Florida Statute § 95.11(2)(b-c) creates a five-year statute of limitations for mortgage foreclosure actions. See Fla.Stat. § 95.11(2)(b-c). The limitations period begins to run either when the last payment of the mortgage is due or, as in this case, when the mortgagee exercises a right to accelerate the total debt because of a default. See Greene v. Bursey, 733 So.2d 1111, 1114-5 (Fla. 4th DCA 1999). Section 95.11(2)(c) does not change the life of the lien or cancel the debt. Rather, it "merely precludes an action to collect on the debt after five years." See Espinoza v. Countrywide Home Loans Servicing, L.P., Case No. 14-20756-CIV-Altonaga, 2014 WL 3845795, at *3 (S.D. Fla. Aug. 5, 2014) (quoting Houck Corp. v. New River, Ltd., 900 So.2d 601, 603 (Fla. 2d DCA 2005). Indeed, Florida Statute § 95.281(1), a statute of repose, governs the duration of a mortgage lien and provides that the lien terminates five years after the date of maturity of the obligation secured by the mortgage. See Fla. Stat. §95.291(1). "A `statute of limitations' is a procedural statute that prevents the enforcement of a cause of action that has accrued . . . Conversely, a `statute of repose' — like that of §95.291(1) — establishes an ultimate date when the lien or mortgage terminates and is no longer enforceable whether a claim has accrued by that date or not." Matos v. Bank of New York, et al., Case No. 14-21943-CIV-Moreno, 2014 WL 3734578 at *3 (S.D. Fla.
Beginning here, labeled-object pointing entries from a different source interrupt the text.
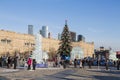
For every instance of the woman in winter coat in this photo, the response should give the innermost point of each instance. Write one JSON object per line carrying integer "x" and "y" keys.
{"x": 29, "y": 62}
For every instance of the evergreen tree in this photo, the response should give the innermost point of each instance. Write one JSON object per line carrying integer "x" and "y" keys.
{"x": 65, "y": 43}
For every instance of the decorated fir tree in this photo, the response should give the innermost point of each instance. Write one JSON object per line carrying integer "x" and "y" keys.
{"x": 65, "y": 43}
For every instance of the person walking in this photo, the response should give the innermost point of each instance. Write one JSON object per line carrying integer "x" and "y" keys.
{"x": 29, "y": 62}
{"x": 118, "y": 64}
{"x": 75, "y": 63}
{"x": 34, "y": 64}
{"x": 15, "y": 62}
{"x": 83, "y": 63}
{"x": 80, "y": 63}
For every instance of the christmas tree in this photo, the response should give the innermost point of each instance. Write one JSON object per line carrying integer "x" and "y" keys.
{"x": 65, "y": 43}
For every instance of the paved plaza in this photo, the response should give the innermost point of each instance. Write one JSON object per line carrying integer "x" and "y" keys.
{"x": 60, "y": 74}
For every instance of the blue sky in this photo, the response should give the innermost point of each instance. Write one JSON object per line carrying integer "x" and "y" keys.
{"x": 97, "y": 20}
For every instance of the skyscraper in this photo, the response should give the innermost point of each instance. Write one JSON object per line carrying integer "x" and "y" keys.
{"x": 81, "y": 38}
{"x": 73, "y": 36}
{"x": 45, "y": 31}
{"x": 30, "y": 29}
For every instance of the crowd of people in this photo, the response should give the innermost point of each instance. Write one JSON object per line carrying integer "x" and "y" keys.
{"x": 15, "y": 62}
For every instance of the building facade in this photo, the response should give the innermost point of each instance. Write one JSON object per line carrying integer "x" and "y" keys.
{"x": 45, "y": 31}
{"x": 81, "y": 38}
{"x": 30, "y": 29}
{"x": 12, "y": 41}
{"x": 73, "y": 36}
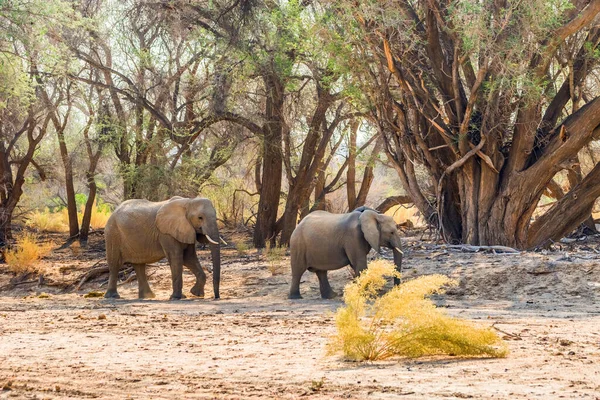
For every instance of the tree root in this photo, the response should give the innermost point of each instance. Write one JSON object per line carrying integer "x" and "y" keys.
{"x": 475, "y": 249}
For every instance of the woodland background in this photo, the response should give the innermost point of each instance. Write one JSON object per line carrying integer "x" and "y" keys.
{"x": 483, "y": 115}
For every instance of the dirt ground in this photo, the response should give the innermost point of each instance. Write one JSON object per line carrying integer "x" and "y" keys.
{"x": 254, "y": 343}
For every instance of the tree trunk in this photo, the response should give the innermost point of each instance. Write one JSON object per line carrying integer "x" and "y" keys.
{"x": 268, "y": 204}
{"x": 89, "y": 206}
{"x": 351, "y": 172}
{"x": 69, "y": 186}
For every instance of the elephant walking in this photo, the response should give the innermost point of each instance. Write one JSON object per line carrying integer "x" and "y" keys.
{"x": 141, "y": 232}
{"x": 323, "y": 242}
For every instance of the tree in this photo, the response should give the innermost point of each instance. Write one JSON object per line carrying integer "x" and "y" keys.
{"x": 478, "y": 94}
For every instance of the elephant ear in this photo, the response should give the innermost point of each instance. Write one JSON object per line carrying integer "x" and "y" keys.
{"x": 171, "y": 220}
{"x": 369, "y": 226}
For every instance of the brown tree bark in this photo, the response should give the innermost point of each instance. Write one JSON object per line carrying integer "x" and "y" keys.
{"x": 489, "y": 154}
{"x": 272, "y": 167}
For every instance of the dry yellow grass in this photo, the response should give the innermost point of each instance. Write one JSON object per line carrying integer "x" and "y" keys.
{"x": 404, "y": 322}
{"x": 46, "y": 221}
{"x": 100, "y": 217}
{"x": 402, "y": 214}
{"x": 27, "y": 251}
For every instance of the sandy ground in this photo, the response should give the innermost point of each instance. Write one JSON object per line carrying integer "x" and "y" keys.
{"x": 254, "y": 343}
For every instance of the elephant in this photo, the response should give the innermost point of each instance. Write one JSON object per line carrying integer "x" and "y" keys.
{"x": 323, "y": 241}
{"x": 140, "y": 232}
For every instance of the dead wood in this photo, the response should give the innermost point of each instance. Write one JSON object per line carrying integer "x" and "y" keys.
{"x": 475, "y": 249}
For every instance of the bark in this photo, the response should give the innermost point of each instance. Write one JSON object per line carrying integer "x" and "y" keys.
{"x": 12, "y": 185}
{"x": 393, "y": 201}
{"x": 567, "y": 213}
{"x": 68, "y": 166}
{"x": 489, "y": 159}
{"x": 272, "y": 167}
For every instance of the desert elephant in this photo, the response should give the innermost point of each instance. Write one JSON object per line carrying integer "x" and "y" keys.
{"x": 141, "y": 232}
{"x": 323, "y": 242}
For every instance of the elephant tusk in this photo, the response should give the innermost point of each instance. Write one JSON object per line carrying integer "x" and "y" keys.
{"x": 210, "y": 240}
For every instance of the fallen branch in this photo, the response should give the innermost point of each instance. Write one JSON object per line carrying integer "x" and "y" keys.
{"x": 13, "y": 285}
{"x": 510, "y": 335}
{"x": 475, "y": 249}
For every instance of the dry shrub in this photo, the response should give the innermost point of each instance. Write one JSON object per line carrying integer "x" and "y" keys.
{"x": 46, "y": 221}
{"x": 100, "y": 216}
{"x": 275, "y": 257}
{"x": 404, "y": 322}
{"x": 402, "y": 214}
{"x": 58, "y": 221}
{"x": 26, "y": 252}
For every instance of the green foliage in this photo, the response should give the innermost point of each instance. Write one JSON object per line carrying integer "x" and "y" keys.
{"x": 404, "y": 322}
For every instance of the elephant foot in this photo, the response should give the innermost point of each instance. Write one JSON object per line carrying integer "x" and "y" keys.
{"x": 146, "y": 295}
{"x": 111, "y": 294}
{"x": 197, "y": 291}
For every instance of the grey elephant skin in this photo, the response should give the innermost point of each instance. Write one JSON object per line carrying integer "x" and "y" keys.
{"x": 323, "y": 242}
{"x": 140, "y": 232}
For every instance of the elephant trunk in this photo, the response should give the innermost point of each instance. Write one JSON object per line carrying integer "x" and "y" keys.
{"x": 215, "y": 251}
{"x": 398, "y": 263}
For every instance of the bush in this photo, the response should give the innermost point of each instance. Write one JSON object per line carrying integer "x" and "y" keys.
{"x": 26, "y": 252}
{"x": 100, "y": 215}
{"x": 46, "y": 221}
{"x": 58, "y": 221}
{"x": 404, "y": 322}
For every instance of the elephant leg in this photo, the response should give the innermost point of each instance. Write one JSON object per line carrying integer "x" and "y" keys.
{"x": 358, "y": 260}
{"x": 190, "y": 260}
{"x": 144, "y": 291}
{"x": 176, "y": 263}
{"x": 326, "y": 291}
{"x": 298, "y": 269}
{"x": 113, "y": 271}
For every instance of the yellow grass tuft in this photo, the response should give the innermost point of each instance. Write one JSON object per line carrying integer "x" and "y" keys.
{"x": 26, "y": 252}
{"x": 46, "y": 221}
{"x": 404, "y": 322}
{"x": 100, "y": 216}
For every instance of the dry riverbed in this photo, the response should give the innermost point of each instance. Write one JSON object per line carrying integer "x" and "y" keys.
{"x": 254, "y": 343}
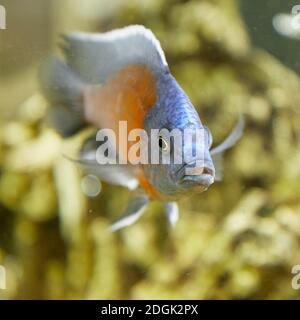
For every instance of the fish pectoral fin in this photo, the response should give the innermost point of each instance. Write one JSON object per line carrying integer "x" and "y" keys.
{"x": 132, "y": 213}
{"x": 230, "y": 141}
{"x": 172, "y": 213}
{"x": 218, "y": 163}
{"x": 83, "y": 153}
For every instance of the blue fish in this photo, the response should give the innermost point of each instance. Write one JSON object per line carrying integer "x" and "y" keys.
{"x": 123, "y": 76}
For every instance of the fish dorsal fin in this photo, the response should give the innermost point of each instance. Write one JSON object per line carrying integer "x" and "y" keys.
{"x": 96, "y": 56}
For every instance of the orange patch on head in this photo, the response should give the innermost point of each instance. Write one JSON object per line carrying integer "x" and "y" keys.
{"x": 126, "y": 96}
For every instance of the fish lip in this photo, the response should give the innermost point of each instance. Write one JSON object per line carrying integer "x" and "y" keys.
{"x": 203, "y": 181}
{"x": 207, "y": 180}
{"x": 181, "y": 175}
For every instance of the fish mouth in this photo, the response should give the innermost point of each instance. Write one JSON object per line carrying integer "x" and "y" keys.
{"x": 191, "y": 176}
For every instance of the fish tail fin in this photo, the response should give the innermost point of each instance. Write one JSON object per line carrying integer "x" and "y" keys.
{"x": 63, "y": 90}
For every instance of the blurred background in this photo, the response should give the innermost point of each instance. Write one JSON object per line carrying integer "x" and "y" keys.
{"x": 239, "y": 240}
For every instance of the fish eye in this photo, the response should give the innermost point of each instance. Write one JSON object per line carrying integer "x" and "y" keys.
{"x": 163, "y": 144}
{"x": 210, "y": 138}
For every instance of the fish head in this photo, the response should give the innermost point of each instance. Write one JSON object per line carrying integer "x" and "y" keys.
{"x": 185, "y": 165}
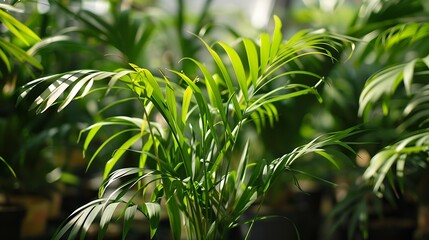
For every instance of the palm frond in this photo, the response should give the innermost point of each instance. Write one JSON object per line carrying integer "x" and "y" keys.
{"x": 193, "y": 152}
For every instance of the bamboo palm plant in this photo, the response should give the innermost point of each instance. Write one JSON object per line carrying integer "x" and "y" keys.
{"x": 191, "y": 161}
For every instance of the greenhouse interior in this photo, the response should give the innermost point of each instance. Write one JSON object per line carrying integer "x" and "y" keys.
{"x": 214, "y": 119}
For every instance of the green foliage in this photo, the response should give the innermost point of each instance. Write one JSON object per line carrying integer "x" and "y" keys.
{"x": 189, "y": 157}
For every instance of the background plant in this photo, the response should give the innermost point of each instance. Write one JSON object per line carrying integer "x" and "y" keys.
{"x": 189, "y": 158}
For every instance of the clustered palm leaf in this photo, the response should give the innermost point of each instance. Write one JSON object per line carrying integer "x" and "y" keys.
{"x": 186, "y": 163}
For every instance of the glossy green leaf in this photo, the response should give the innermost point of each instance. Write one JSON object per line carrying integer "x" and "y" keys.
{"x": 153, "y": 213}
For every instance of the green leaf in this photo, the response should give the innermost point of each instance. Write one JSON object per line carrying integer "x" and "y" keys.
{"x": 153, "y": 213}
{"x": 119, "y": 152}
{"x": 238, "y": 69}
{"x": 129, "y": 214}
{"x": 187, "y": 96}
{"x": 277, "y": 38}
{"x": 252, "y": 58}
{"x": 264, "y": 51}
{"x": 173, "y": 211}
{"x": 106, "y": 217}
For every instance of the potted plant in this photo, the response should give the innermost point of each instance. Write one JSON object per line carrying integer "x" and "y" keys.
{"x": 186, "y": 143}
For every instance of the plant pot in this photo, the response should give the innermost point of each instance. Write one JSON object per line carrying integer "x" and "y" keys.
{"x": 35, "y": 221}
{"x": 11, "y": 218}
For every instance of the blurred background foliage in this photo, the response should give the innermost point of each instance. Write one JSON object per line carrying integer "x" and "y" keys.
{"x": 71, "y": 34}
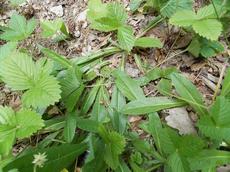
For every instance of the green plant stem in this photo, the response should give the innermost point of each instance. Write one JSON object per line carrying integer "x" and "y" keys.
{"x": 151, "y": 25}
{"x": 96, "y": 55}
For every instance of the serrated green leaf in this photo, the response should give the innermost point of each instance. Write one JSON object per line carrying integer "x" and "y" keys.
{"x": 128, "y": 86}
{"x": 118, "y": 119}
{"x": 171, "y": 6}
{"x": 70, "y": 126}
{"x": 147, "y": 42}
{"x": 58, "y": 158}
{"x": 126, "y": 38}
{"x": 7, "y": 49}
{"x": 19, "y": 72}
{"x": 148, "y": 105}
{"x": 115, "y": 144}
{"x": 209, "y": 28}
{"x": 216, "y": 126}
{"x": 209, "y": 158}
{"x": 28, "y": 122}
{"x": 18, "y": 28}
{"x": 189, "y": 93}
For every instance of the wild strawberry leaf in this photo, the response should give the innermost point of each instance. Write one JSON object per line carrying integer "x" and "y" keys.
{"x": 126, "y": 38}
{"x": 204, "y": 22}
{"x": 128, "y": 86}
{"x": 189, "y": 93}
{"x": 28, "y": 122}
{"x": 18, "y": 28}
{"x": 148, "y": 105}
{"x": 19, "y": 72}
{"x": 216, "y": 126}
{"x": 115, "y": 144}
{"x": 7, "y": 49}
{"x": 147, "y": 42}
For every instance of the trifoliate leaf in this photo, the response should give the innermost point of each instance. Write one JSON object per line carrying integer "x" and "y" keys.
{"x": 147, "y": 42}
{"x": 128, "y": 86}
{"x": 189, "y": 93}
{"x": 204, "y": 22}
{"x": 126, "y": 38}
{"x": 18, "y": 28}
{"x": 209, "y": 28}
{"x": 28, "y": 122}
{"x": 19, "y": 72}
{"x": 46, "y": 92}
{"x": 170, "y": 7}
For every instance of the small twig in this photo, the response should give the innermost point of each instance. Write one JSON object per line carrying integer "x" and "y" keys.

July 28, 2014) (noting that a `statute of limitations' is a shield that may be used as an affirmative defense; a `statute of repose' is a sword that may terminate a lien); see also Espinoza, 2014 WL 3845795 at *3 (holding that the duration of a lien is governed by a statute of repose). The express maturity date of the Note and Mortgage is November 1, 2036. See Compl. at Ex. B. Accordingly, the Mortgage lien will not terminate until 2041 and Plaintiff's quiet title action is without merit.
In addition to asking the Court to quiet title, Plaintiff asks the Court to declare that Defendant is barred from commencing any foreclosure action under their respective note and mortgage. Plaintiffs misapprehend the law. When a "mortgagee initiates a foreclosure action and invokes its right of acceleration, if the mortgagee's foreclosure action is unsuccessful for whatever reason, the mortgagee still has the right to file later foreclosure actions — and to seek acceleration of the entire debt — so long as they are based on separate defaults." Dorta v. Wilmington Trust National Assoc., 13-cv-185-Oc-10PRL, 2014 WL 1152917, at *2-4 (M.D. Fla. Mar. 24, 2014) (relying on Singleton v. Greymar Assoc., 882 So.2d 1004 (Fla. 2004)(per curium)). Contrary to Plaintiff's assertions, "an unsuccessful foreclosure action does not subsequently render a mortgage forever invalid and unenforceable." Id. Rather, the Note and Mortgage remain enforceable and Defendant still has the right to file foreclosure actions based on separate defaults.
Several decisions from this district address nearly identical class action quiet title complaints. The Court consistently holds that these claims are without merit. See Espinosa, 2014 WL 3845795, at *7 (finding note and mortgage enforceable despite acceleration and later dismissed foreclosure complaint); Matos, 2014 WL 3734578 at *3 (finding that after plaintiff dismissed a foreclosure action, the parties returned to their original positions and the lien remained enforceable); Romero v. SunTrust Mortg., Inc., Case No. 13-CIV-24491-UU, 2014 WL 1623703 (S.D. Fla. Apr. 22, 2014)(despite mortgagee's dismissal of prior foreclosure action, the note and mortgage remained a valid and enforceable lien against the plaintiffs' property); Kaan v. Wells Fargo Bank, N.A., 981 F.Supp.2d 1271, 1274 (S.D. Fla. 2013)(under Florida law, dismissal of mortagee's prior foreclosure action did not invalidate note and mortgage and did not prevent subsequent foreclosure actions for later defaults).